I used to rely on the radio to do this, because there is always at least one station that plays holiday music around the clock in December. But I got confused this year when KOSY 106.5 started playing carols on Nov. 1, with FM 100 right on its heels. I got all Christmas spirit-y for a few minutes, and then I realized how shameful and degrading it is to listen to Christmas music when there’s still Halloween candy in the dish next to the front door. So I put those stations away until the day after Thanksgiving, the day long ago sanctioned by the Christian church as the earliest appropriate moment to begin celebrating Christmas.

I actually like the stores this time of year, with all the hustle and bustle and decorations and such. The stores are crowded, but they’re crowded with people who are generally good-natured and who aren’t likely to murder you over the last Tickle-Me SpongeBob doll or whatever, the way they do in less-godly places such as New York and Miami.

But this year I’m afraid the stores are ruined for me, too, because I made the mistake of going to one at 5:30 a.m. last Friday for its massive day-after-Thanksgiving sale. Why this appealed to me, I don’t know. It combines two of my least-favorite things in the world — getting up early and standing in line — and all just so I could save a few dollars (OK, many, many dollars) on some DVDs.

My mom and one of my brothers are veterans of the Best Buy post-Thanksgiving-sale wars, having served tours of duty in that arena for several years. Before they had cell phones, they used walkie-talkies to communicate with each other in the store, combining their efforts to snatch up the merchandise and get in line as quickly as possible. I had never been tempted to join them until this year, when the Best Buy near my California hometown, where I was visiting, was offering merchandise at prices so low I simply couldn’t afford not to buy it.

Alas, Mom and Jeff retired from combat this year and left me to fend for myself, and I confess that I, a casual shopper at best, am no match for the vicious, predatory warriors who descend upon retail stores on the fourth Friday in November. One woman mentioned having been in line since 3 o’clock the previous afternoon, which means she spent her Thanksgiving Day sitting outside of a Best Buy, a devotion to bargain-hunting that I find both impressive and sad. Sleep-deprived, unshowered, jostled and harried, I made it out of the store at 7:30 a.m., two hours after I arrived. And now I don’t know if the usual tinsel and trees with which Target and its retail brethren are festooned from now till Christmas will be enough to counteract that one un-Christmaslike experience.

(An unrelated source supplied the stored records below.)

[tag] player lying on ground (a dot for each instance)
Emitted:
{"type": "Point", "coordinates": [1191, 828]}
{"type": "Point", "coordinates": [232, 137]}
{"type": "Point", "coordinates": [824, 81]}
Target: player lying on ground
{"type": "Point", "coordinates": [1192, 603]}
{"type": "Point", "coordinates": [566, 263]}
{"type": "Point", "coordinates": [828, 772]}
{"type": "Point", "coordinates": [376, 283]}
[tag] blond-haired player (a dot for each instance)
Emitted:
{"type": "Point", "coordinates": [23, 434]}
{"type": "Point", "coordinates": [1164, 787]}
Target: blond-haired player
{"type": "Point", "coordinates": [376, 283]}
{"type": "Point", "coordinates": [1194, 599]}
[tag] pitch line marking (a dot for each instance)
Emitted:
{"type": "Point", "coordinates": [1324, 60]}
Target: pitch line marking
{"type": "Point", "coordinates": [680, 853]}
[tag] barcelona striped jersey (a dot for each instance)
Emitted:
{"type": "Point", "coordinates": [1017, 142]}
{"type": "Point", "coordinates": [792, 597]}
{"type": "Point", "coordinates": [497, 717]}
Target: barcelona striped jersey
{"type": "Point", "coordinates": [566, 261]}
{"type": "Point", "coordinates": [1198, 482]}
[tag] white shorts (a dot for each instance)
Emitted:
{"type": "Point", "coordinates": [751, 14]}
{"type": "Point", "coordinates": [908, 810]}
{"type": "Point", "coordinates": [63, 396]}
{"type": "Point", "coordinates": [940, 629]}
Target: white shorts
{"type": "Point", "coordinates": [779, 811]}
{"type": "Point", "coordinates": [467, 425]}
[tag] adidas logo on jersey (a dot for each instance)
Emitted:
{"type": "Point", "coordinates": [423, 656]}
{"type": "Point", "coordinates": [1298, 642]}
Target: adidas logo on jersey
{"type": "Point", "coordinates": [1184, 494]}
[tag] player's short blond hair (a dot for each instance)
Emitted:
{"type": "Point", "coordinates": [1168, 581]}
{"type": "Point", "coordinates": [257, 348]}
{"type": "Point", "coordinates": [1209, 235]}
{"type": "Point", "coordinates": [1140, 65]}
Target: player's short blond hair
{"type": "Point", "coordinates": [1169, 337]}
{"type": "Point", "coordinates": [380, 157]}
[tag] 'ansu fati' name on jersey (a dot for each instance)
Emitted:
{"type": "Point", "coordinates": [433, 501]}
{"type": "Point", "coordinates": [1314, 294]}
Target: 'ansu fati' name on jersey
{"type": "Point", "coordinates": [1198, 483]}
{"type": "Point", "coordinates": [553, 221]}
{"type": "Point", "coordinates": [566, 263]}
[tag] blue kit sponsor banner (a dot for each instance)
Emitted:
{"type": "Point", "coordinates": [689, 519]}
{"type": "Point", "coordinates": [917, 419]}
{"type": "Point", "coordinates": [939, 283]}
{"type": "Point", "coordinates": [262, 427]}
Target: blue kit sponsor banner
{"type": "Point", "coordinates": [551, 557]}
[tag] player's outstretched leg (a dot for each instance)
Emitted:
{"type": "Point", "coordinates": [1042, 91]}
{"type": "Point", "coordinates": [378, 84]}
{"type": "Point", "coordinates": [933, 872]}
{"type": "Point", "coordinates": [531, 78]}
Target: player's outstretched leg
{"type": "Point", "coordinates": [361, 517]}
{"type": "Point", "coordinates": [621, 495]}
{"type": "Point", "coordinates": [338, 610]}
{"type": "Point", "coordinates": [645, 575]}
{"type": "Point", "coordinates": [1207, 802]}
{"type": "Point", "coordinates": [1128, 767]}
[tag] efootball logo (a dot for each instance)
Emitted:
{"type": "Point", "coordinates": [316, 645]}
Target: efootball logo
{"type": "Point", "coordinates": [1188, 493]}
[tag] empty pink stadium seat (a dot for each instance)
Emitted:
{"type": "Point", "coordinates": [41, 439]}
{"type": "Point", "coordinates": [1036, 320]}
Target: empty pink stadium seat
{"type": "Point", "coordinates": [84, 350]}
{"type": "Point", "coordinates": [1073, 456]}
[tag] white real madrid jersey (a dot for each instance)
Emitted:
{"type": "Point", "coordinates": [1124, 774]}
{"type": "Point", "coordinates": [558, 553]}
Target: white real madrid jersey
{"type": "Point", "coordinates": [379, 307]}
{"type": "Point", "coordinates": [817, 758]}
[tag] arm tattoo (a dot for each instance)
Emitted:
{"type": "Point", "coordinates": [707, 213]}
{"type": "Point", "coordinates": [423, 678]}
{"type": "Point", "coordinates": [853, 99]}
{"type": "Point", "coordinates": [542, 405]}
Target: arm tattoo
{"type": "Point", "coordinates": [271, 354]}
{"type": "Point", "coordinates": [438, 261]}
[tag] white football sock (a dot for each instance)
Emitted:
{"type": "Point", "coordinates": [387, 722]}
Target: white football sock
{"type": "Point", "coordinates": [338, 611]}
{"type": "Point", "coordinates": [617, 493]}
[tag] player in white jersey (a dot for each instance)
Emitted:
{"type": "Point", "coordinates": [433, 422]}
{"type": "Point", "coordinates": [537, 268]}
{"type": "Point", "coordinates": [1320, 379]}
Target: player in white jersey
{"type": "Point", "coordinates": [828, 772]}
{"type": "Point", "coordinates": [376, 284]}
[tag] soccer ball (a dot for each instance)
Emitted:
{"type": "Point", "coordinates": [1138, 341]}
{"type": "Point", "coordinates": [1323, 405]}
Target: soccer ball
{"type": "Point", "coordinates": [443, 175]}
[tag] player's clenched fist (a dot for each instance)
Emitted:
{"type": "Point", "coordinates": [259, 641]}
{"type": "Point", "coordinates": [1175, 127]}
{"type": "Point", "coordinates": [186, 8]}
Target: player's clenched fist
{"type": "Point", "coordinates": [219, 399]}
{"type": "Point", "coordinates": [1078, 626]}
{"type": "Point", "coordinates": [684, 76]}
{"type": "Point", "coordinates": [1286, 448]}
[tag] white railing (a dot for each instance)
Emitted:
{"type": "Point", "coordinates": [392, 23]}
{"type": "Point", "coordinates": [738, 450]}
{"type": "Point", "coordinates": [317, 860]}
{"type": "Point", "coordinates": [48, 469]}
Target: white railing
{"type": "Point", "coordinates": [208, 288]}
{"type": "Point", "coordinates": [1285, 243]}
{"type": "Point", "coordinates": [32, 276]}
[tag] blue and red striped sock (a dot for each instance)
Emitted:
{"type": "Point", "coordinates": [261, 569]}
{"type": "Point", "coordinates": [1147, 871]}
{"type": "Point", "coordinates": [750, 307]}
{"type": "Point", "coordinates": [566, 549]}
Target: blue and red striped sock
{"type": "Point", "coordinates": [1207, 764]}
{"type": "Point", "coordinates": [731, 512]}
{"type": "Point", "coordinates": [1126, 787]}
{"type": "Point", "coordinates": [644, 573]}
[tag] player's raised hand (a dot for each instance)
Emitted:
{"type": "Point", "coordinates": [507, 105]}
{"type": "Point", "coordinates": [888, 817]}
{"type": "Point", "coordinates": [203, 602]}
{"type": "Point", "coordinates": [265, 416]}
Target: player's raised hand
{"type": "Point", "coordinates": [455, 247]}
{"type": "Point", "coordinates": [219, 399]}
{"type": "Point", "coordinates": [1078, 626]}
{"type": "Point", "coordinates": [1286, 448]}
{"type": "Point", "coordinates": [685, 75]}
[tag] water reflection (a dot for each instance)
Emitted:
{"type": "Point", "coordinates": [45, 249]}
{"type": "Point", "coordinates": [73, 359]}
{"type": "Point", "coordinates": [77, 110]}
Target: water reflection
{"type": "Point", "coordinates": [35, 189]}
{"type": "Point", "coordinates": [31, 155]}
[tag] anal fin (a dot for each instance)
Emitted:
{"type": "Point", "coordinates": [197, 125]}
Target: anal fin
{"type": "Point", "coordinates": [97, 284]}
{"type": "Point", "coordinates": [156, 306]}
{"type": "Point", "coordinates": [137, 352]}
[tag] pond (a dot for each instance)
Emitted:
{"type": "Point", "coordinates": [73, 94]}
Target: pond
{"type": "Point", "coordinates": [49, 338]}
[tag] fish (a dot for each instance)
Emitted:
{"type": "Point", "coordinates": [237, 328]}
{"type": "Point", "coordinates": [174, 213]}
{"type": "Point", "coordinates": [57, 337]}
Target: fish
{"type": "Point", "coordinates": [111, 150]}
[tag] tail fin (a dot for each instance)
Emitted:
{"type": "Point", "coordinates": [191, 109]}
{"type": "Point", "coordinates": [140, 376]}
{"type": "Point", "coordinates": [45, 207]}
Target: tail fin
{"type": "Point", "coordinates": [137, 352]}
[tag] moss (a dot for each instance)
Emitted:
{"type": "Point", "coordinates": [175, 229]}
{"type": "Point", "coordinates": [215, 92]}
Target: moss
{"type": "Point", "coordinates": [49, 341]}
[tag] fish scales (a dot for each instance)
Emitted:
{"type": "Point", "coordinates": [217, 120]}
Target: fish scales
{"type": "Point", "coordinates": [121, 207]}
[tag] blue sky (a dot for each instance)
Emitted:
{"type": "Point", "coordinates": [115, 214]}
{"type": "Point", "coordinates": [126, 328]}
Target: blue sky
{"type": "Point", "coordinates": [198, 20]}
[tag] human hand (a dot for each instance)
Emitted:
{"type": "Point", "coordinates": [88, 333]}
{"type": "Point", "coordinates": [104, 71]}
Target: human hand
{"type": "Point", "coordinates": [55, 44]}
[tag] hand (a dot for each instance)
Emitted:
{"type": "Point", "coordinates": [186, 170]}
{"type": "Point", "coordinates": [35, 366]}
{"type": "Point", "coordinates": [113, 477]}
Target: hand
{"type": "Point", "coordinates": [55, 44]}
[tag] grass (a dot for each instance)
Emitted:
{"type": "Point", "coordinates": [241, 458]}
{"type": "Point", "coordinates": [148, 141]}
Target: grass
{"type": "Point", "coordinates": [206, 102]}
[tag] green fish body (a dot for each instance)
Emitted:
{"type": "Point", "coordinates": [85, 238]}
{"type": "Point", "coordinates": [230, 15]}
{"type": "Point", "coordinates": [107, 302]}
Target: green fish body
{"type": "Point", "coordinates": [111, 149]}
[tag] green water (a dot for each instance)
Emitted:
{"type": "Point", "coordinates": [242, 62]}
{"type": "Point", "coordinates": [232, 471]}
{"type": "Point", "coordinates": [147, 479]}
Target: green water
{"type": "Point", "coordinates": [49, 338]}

I already know not to bother going to the movies for Christmas cheer. “The Polar Express” is based on a 30-page picture book, and watching it is like reading that picture book, except instead of only taking five minutes, it takes 90. Plus it is filled to an unhealthy degree with Tom Hanks. “Surviving Christmas,” released in October, didn’t even survive Thanksgiving. And “Christmas with the Kranks”? is so awful that the Lord has filed suit to have the title changed to “Holidays with the Kranks”? to protect His good name.

So things are looking a bit grim in the Christmas spirit department, but I hold out hope that someone or something will have me feeling festive before it’s too late. Maybe that DVD of “Bad Santa”? that I bought for $5.99 will help.

Due to a miscommunication that I'm pretty sure was my fault, I had only 24 hours to conceive, write, revise, and submit this column. I got a phone call the day after Thanksgiving asking if I had a column ready, since it was due that day, and I truthfully told the editor I'd had no idea it was even my turn to write a column (I was in rotation with a few other writers). He asked if I could have one by the end of the day, understandably but mistakenly believing that I worked on these things in advance and therefore must have one nearly finished anyway. I told him I could have one the next day, and a compromise was reached. So if the column feels rushed or something, well, it was. Sorry.